High VRAM usage with ZeRO 3.

huggingface / alignment-handbook

Robust recipes to align language models with human and AI preferences

https://huggingface.co/HuggingFaceH4

Apache License 2.0

4.28k stars 367 forks source link

High VRAM usage with ZeRO 3. #58

Closed nathan-az closed 7 months ago

nathan-az commented 8 months ago

Bug report that I'm hoping to fix with https://github.com/huggingface/alignment-handbook/pull/51

Right now VRAM usage is high, even when using CPU offloading for parameters with ZeRO stage 3. My guess is that this is because if a GPU is detected, the model is being moved to it, regardless of deepspeed settings.

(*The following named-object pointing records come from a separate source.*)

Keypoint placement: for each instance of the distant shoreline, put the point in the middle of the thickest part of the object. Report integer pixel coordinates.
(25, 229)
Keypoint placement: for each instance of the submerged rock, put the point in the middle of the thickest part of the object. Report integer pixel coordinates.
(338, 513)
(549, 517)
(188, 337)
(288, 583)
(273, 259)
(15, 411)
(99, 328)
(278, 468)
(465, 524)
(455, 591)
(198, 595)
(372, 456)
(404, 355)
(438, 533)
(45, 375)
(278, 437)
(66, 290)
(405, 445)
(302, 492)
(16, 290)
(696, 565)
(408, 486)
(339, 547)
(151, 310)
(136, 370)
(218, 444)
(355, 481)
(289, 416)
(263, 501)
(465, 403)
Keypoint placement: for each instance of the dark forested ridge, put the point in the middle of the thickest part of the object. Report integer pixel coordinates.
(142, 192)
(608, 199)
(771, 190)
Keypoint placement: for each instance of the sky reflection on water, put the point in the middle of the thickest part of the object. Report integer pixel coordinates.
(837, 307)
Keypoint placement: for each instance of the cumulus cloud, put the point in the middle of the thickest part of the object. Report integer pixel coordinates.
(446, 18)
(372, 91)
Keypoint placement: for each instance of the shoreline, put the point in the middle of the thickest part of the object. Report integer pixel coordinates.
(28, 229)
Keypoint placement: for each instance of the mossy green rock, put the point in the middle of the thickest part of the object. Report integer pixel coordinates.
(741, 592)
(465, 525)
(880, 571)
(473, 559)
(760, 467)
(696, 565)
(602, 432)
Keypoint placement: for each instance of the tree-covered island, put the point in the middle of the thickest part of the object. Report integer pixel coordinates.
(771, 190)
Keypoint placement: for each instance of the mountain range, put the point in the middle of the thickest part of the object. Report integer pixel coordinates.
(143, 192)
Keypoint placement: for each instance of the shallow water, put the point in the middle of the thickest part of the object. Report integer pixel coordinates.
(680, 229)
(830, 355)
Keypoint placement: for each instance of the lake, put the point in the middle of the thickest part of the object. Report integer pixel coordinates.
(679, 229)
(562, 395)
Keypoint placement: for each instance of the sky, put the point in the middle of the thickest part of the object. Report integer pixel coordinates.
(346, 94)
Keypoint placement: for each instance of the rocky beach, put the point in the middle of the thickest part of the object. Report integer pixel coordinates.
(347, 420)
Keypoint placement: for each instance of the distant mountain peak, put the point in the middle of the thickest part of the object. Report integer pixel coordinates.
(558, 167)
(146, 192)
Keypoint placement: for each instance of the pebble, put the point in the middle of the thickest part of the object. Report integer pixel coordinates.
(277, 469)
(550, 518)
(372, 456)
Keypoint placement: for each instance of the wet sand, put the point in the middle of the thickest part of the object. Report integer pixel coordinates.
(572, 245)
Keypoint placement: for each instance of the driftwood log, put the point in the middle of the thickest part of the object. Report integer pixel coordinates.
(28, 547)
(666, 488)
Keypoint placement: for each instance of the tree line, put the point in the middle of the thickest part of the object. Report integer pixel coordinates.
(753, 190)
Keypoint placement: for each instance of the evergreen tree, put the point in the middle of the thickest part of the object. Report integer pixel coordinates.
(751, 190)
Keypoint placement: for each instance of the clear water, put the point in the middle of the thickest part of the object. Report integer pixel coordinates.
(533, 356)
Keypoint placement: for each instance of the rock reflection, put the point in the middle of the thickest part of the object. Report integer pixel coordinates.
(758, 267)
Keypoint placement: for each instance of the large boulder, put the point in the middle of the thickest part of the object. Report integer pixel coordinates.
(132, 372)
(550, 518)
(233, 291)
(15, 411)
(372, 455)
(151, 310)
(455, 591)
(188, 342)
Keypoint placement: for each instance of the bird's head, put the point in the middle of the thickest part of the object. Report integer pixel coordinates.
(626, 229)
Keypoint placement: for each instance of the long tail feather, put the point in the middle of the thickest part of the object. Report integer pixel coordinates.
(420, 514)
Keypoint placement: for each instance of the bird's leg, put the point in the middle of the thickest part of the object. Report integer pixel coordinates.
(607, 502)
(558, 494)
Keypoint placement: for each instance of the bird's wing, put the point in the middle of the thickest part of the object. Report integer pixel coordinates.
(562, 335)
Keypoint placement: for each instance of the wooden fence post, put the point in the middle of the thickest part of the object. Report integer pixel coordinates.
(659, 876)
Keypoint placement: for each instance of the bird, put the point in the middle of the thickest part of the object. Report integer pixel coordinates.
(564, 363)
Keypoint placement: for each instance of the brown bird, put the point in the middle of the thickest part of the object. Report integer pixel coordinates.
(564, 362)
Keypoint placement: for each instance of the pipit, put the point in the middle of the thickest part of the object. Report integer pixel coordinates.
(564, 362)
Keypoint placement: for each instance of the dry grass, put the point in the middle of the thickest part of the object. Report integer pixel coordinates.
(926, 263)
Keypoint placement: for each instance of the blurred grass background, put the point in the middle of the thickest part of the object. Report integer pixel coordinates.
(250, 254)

orendar commented 8 months ago

Agreed, I noticed the same thing - specifically, even without any offloading, zero3 should shard the model across GPUs. So for example for llama 2 70b, using hf trainer deepspeed integration I get ~20GB VRAM used on each GPU on 8xA100 node after loading the model, whereas in this codebase I get OOM. Similarly for loading in 8bit I expect 10GB VRAM on each GPU but get 70GB VRAM on each GPU etc.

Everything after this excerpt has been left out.